If your assistant forgets things across turns, you do not need a research project to fix it. You need a small, well-placed change: stop asking the model to reconstruct state from the transcript, and start handing it the state directly. This article is the fastest credible path from that realization to a first working result, without the detours that make the topic seem harder than it is.
We will cover what you need before you start, the minimal implementation that produces a real improvement, how to verify it worked, and where to go once the basics are solid. The goal is a first result you can ship, not a complete platform. Depth comes later; the win you can get this week is what builds momentum.

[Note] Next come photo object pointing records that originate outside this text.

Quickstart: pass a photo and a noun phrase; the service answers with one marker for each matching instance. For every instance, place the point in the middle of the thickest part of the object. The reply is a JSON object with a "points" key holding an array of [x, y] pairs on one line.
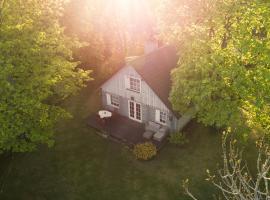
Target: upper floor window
{"points": [[115, 101], [133, 84], [161, 116]]}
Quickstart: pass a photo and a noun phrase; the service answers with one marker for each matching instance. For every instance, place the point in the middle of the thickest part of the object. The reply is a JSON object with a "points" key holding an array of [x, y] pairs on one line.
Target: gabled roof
{"points": [[155, 69]]}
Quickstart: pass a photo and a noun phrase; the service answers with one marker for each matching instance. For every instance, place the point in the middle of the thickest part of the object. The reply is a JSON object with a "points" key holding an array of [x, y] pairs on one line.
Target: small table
{"points": [[104, 114], [148, 134]]}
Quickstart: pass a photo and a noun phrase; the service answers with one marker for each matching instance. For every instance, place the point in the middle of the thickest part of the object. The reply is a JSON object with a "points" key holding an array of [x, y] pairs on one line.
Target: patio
{"points": [[121, 129]]}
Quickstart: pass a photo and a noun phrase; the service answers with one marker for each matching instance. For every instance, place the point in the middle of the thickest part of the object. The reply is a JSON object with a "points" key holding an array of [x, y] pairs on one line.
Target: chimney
{"points": [[150, 45]]}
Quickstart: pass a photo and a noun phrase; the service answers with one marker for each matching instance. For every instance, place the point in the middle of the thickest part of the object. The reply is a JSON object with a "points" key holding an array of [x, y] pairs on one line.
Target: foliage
{"points": [[224, 69], [145, 151], [178, 138], [235, 181], [37, 72], [110, 29]]}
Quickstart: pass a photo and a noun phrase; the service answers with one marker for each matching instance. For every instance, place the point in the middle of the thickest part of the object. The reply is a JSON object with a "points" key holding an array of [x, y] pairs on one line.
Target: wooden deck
{"points": [[121, 129]]}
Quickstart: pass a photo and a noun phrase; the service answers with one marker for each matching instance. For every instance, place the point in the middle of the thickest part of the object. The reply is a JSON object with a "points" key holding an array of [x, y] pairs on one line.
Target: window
{"points": [[115, 101], [163, 117], [134, 84]]}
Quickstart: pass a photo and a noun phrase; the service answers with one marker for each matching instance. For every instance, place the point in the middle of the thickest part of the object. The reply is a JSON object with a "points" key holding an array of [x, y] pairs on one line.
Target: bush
{"points": [[178, 138], [145, 151]]}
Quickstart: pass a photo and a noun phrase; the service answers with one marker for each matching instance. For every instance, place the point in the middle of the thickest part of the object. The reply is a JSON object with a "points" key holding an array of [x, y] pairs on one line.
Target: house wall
{"points": [[148, 99]]}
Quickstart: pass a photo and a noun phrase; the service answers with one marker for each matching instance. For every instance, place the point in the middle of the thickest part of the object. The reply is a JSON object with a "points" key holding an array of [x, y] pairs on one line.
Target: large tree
{"points": [[224, 66], [37, 70]]}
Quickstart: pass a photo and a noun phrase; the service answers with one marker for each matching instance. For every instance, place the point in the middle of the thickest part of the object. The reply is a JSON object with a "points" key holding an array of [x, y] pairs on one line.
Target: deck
{"points": [[121, 129]]}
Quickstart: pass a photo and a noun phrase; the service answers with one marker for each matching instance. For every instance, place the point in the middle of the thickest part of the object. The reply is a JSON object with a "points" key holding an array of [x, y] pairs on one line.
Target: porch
{"points": [[122, 129]]}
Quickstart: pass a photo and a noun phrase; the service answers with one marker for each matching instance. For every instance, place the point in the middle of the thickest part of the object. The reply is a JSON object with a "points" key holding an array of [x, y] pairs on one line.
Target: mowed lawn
{"points": [[83, 165]]}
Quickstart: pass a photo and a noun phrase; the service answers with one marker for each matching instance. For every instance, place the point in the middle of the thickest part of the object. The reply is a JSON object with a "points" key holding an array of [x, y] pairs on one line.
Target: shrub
{"points": [[178, 138], [145, 151]]}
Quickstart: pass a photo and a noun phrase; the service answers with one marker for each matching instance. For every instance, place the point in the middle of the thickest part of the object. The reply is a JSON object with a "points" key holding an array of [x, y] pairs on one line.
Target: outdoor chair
{"points": [[161, 134]]}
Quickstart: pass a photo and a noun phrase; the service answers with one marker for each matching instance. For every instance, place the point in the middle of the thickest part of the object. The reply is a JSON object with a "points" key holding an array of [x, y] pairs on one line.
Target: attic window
{"points": [[133, 84]]}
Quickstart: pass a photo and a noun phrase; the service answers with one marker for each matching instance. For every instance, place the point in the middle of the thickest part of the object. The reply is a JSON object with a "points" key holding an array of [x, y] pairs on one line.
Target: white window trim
{"points": [[135, 119], [158, 117], [109, 100], [127, 83]]}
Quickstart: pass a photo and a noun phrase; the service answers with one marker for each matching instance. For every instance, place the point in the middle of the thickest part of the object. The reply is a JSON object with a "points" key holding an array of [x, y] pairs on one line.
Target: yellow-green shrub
{"points": [[145, 151]]}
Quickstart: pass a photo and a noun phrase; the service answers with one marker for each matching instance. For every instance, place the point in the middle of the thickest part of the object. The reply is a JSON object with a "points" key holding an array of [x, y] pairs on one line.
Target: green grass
{"points": [[82, 165]]}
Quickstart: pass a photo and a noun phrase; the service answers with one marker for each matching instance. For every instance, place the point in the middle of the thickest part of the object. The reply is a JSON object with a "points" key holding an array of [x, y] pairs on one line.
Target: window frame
{"points": [[132, 82], [114, 104], [163, 117]]}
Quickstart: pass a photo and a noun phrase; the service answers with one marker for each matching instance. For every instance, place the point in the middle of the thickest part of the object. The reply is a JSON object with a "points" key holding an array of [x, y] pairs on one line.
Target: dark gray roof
{"points": [[155, 69]]}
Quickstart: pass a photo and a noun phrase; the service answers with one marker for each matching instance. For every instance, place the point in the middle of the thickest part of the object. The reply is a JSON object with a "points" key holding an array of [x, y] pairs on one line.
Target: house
{"points": [[140, 89]]}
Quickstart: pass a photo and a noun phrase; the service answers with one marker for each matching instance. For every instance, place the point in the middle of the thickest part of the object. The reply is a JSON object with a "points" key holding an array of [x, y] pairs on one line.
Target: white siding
{"points": [[147, 96]]}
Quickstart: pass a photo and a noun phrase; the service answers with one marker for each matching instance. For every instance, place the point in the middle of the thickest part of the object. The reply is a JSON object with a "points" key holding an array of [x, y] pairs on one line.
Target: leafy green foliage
{"points": [[178, 138], [224, 69], [36, 73], [145, 151]]}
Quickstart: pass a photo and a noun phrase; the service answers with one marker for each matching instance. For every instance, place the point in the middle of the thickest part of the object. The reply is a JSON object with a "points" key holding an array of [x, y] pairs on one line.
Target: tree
{"points": [[224, 67], [113, 30], [37, 71], [234, 180]]}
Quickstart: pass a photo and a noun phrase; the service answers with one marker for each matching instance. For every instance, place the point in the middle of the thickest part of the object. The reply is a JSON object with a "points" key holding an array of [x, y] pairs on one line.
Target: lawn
{"points": [[83, 165]]}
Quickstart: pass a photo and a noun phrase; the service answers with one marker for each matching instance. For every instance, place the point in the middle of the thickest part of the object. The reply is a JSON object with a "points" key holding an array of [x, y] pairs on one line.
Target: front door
{"points": [[135, 111]]}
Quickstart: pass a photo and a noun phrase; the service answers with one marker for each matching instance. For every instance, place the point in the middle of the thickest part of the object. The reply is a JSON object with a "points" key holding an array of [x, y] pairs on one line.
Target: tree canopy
{"points": [[224, 65], [37, 70]]}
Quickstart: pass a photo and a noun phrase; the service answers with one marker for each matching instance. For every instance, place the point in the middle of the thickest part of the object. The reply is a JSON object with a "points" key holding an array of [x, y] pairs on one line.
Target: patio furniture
{"points": [[152, 126], [161, 134], [104, 114], [148, 134]]}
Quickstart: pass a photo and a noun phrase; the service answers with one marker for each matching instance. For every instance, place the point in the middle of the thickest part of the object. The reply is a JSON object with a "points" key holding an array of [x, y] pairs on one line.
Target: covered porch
{"points": [[122, 129]]}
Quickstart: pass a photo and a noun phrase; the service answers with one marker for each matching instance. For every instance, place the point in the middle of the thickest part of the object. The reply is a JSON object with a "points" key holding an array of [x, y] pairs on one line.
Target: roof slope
{"points": [[155, 69]]}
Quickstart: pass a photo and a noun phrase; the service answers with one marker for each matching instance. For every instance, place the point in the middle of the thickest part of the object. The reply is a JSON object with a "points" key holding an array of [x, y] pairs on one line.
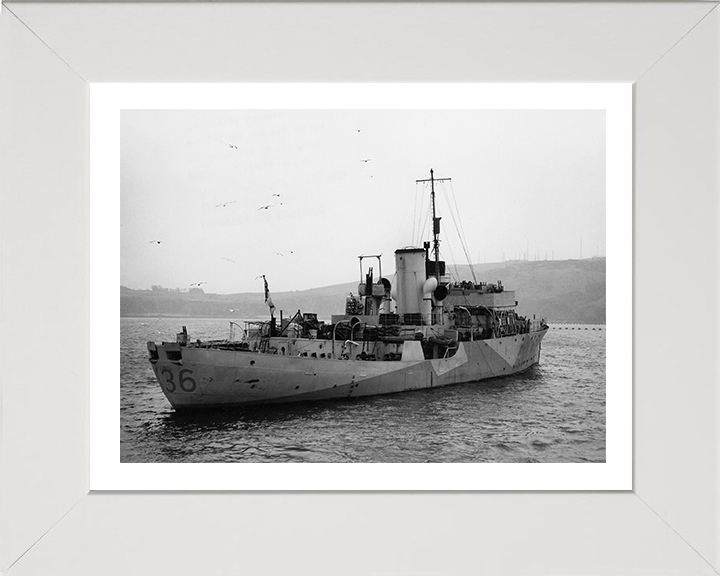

By the end, you will have a state block injected into your prompts and an assistant that stops re-asking for information it already has. That single behavior change is often enough to justify the whole effort.
One mindset shift makes everything that follows click: you are not teaching the model to remember better. You are taking the remembering away from the model entirely and giving it to your code. The model's job becomes responding well to facts you hand it, not reconstructing those facts from a transcript. Once you internalize that division of labor, the implementation is almost obvious.
Prerequisites
You need surprisingly little to begin.
What to have in place
- A multi-turn assistant. Single-shot prompts have no state to manage; this only matters once conversations span turns.
- A place to store state. Any per-conversation storage works — a session object, a database row, even an in-memory map for a prototype.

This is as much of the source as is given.